100 Jahre DERIX
Erinnerung im Herzen, Zukunft im Blick
Erinnerung im Herzen, Zukunft im Blick

Franz Derix gründet in Niederkrüchten eine kleine Stellmacherei, in der er nach dem Ersten Weltkrieg Wagenräder und kleinere Fuhrwerke aus Holz herstellt. Sie ist der Ursprung des Familienunternehmens, das 100 Jahre später als DERIX-Gruppe drei Produktionsstandorte und drei zusätzliche Vertriebsniederlassungen umfassen und mehr als 300 Mitarbeitende beschäftigen wird.
Mitte der 1950er Jahre übernehmen die Brüder Johannes und Willi Derix den Betrieb von ihrem Vater Franz. Schon bald nach ihrer Übernahme stellen sie die Fertigung um. Aus dem Stellmacherei-Betrieb wird eine Zimmerei und Bauschreinerei. Johannes spezialisiert sich auf die Bereiche Schreinerei und Bauschreinerei.

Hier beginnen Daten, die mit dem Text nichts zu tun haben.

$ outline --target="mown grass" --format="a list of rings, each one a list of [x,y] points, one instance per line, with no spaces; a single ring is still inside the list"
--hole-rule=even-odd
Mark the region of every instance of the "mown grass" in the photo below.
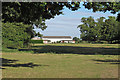
[[[110,51],[108,50],[99,51],[101,47],[117,51],[116,44],[107,45],[35,44],[27,49],[28,51],[22,52],[19,49],[14,49],[13,52],[10,49],[10,52],[9,50],[5,52],[4,49],[2,76],[3,78],[117,78],[120,63],[118,55],[109,55]],[[33,54],[36,52],[33,49],[38,50],[37,53],[41,54]],[[52,49],[53,51],[49,52]],[[84,54],[94,53],[97,51],[96,49],[107,54],[80,54],[81,51],[84,51]],[[42,50],[44,52],[41,52]],[[57,54],[56,51],[60,53]],[[73,54],[71,51],[73,53],[79,51],[79,54]]]

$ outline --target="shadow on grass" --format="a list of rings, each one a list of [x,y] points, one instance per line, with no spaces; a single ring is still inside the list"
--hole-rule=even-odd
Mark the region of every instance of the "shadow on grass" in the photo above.
[[[45,46],[32,46],[30,49],[19,49],[19,51],[33,51],[34,53],[55,53],[55,54],[119,55],[120,49],[45,45]]]
[[[34,68],[36,66],[49,66],[49,65],[38,65],[38,64],[34,64],[34,63],[25,63],[25,64],[18,64],[15,63],[18,60],[11,60],[11,59],[4,59],[4,58],[0,58],[0,60],[2,60],[2,67],[29,67],[29,68]],[[0,67],[0,69],[5,69]]]
[[[107,62],[110,64],[120,64],[120,60],[112,60],[112,59],[106,59],[106,60],[92,59],[92,60],[97,62]],[[101,64],[101,63],[96,63],[96,64]]]

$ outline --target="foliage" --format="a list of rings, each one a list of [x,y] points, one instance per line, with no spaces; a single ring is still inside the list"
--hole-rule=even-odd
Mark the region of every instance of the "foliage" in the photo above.
[[[43,43],[43,40],[30,40],[30,43]]]
[[[33,37],[32,27],[23,23],[2,23],[2,45],[20,48],[28,45]]]
[[[116,21],[115,17],[109,16],[108,19],[100,17],[97,19],[97,22],[92,17],[83,17],[81,21],[83,24],[79,25],[78,28],[80,28],[81,39],[83,41],[108,41],[108,43],[112,43],[112,41],[119,42],[118,30],[120,23]]]
[[[63,7],[73,11],[79,9],[79,2],[3,2],[2,18],[4,22],[23,22],[35,24],[42,30],[46,29],[45,19],[63,14]]]
[[[120,11],[120,2],[84,2],[85,8],[92,9],[93,12],[102,11],[115,14]],[[117,21],[120,21],[120,13],[118,13]]]

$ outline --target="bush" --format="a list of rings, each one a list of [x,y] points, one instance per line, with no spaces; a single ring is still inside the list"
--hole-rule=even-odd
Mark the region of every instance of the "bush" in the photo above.
[[[23,23],[2,23],[3,47],[22,48],[33,37],[32,26]]]
[[[43,43],[43,40],[30,40],[30,43],[33,43],[33,44]]]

Wilhelm Derix baut die Zimmerei aus und steigt mit dem Nagelbinderbau in den Hallenbau ein.
Anfang der 1960er Jahre führt Willi Derix die Brettschichtholz-Produktion in seiner Zimmerei ein, inspiriert von seinem Besuch der Weltausstellung 1958 in Brüssel und unterstützt von einem Handelsvertreter für Leime. Der Einstieg in die Hetzer-Technologie führt zu rasantem Wachstum. Bei einer Studienreise in die USA Ende der 60er Jahre erhält Willi Derix Einblicke in erste industrielle Produktionsansätze, die er schnell adaptiert.
Welch großformatige, belastbare Hallentragwerke mit Holz gebaut werden können, brachte Otto Hetzer Anfang des 20. Jahrhunderts ins öffentliche Bewusstsein. Der Pionier des Holzleimbaus meldete 1906 das Patent für gebogene, verleimte Holzbauteile an und begründete damit das moderne Brettschichtholz. Mit seinen Hetzer-Trägern und Bauwerken wie der deutschen Eisenbahnhalle für die Weltausstellung in Brüssel 1910 bewies Hetzer, wie tragfähig verleimtes Holz sein kann.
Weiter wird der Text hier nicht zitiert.